MATH 641: Probability
Designed to be a sequel to Statistical Science 711. The basic five topics are: martingales, Markov chains from an advanced viewpoint, ergodic theory, Brownian motion and its applications to random walks, Donsker’s theorem and the law of the iterated logarithm, and multidimensional Brownian motion, connection to PDE’s. For those who have not had 711, we will prove the law of large numbers using martingales and obtain versions of the central limit theorem from Donsker’s theorem. Course requires a knowledge of measure theory. Prerequisite: Statistical Science 711 or Mathematics 631.
STA 663L: Statistical Computing and Computation
Statistical modeling and machine learning involving large data sets and challenging computation. Data pipelines and data bases, big data tools, sequential algorithms and subsampling methods for massive data sets, efficient programming for multi-core and cluster machines, including topics drawn from GPU programming, cloud computing, Map/Reduce and general tools of distributed computing environments. Intense use of statistical and data manipulation software will be required. Data from areas such as astronomy, genomics, finance, social media, networks, neuroscience.

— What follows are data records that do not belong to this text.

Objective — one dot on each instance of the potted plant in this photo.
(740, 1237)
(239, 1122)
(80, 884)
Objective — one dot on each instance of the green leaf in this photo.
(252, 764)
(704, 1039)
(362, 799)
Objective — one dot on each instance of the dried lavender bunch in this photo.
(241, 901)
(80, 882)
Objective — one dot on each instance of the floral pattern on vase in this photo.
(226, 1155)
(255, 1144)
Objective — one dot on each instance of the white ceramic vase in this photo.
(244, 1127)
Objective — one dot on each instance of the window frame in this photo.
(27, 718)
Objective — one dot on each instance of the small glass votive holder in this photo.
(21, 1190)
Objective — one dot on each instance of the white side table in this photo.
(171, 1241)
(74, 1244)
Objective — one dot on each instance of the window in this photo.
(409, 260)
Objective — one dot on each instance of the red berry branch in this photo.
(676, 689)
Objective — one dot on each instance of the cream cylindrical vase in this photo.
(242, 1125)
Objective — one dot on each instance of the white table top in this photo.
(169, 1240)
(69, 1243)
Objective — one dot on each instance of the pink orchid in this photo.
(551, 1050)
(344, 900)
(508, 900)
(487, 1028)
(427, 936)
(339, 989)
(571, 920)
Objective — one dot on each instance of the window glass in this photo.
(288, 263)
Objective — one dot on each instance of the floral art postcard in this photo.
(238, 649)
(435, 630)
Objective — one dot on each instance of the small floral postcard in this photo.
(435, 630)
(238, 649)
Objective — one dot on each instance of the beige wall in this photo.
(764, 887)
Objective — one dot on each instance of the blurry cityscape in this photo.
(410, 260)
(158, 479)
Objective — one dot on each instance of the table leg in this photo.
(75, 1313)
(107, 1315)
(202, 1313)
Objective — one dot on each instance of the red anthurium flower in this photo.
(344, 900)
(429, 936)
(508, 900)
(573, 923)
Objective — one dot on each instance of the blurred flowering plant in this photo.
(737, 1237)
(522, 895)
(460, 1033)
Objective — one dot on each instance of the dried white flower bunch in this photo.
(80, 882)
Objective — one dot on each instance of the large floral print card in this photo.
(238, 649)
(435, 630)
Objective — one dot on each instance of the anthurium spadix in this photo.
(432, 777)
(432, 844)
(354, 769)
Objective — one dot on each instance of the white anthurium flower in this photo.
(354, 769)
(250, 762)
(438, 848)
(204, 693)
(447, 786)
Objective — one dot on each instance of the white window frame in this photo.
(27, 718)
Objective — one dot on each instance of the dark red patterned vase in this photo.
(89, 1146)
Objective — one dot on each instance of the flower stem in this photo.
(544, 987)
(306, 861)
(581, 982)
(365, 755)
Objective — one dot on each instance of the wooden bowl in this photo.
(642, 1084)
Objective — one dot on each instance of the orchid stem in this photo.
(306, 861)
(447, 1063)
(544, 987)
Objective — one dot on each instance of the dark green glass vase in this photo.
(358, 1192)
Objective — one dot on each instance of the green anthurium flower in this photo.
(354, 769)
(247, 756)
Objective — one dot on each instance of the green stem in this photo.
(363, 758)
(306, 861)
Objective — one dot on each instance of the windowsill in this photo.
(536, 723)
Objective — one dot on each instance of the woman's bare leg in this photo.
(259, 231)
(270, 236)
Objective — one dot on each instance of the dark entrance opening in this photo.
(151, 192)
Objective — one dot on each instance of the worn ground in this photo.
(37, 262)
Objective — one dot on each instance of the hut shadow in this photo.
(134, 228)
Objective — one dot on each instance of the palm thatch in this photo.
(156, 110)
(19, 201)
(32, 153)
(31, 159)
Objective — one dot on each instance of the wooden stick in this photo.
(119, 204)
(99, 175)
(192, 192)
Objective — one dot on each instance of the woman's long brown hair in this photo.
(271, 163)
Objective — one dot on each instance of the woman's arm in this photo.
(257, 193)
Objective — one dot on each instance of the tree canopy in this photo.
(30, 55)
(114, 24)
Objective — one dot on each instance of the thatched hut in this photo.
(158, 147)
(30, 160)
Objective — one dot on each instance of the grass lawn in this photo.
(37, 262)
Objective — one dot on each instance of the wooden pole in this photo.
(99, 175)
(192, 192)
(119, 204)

BIOSTAT 821: Software Tools for Data Science
A data scientist needs to master several different tools to obtain, process, analyze, visualize and interpret large biomedical data sets such as electronic health records, medical images, and genomic sequences. It is also critical that the data scientist masters the best practices associated with using these tools, so that the results are robust and reproducible. The course covers foundational tools that will allow students to assemble a data science toolkit, including the Unix shell, text editors, regular expressions, relational and NoSQL databases, and the Python programming language for data munging, visualization and machine learning. Best practices that students will learn include the Findable, Accessible, Interoperable and Reusable (FAIR) practices for data stewardship, as well as reproducible analysis with literate programming, version control and containerization.
Prerequisite: Permission of the director of graduate studies
ECE 551D: Programming, Data Structures, and Algorithms in C++
Students learn to program in C and C++ with coverage of data structures (linked lists, binary trees, hash tables, graphs), Abstract Data Types (Stacks, Queues, Maps, Sets), and algorithms (sorting, graph search, minimal spanning tree). Efficiency of these structures and algorithms is compared via Big-O analysis. Brief coverage of concurrent (multi-threaded) programming. Emphasis is placed on defensive coding, and use of standard UNIX development tools in preparation for students’ entry into real world software development jobs.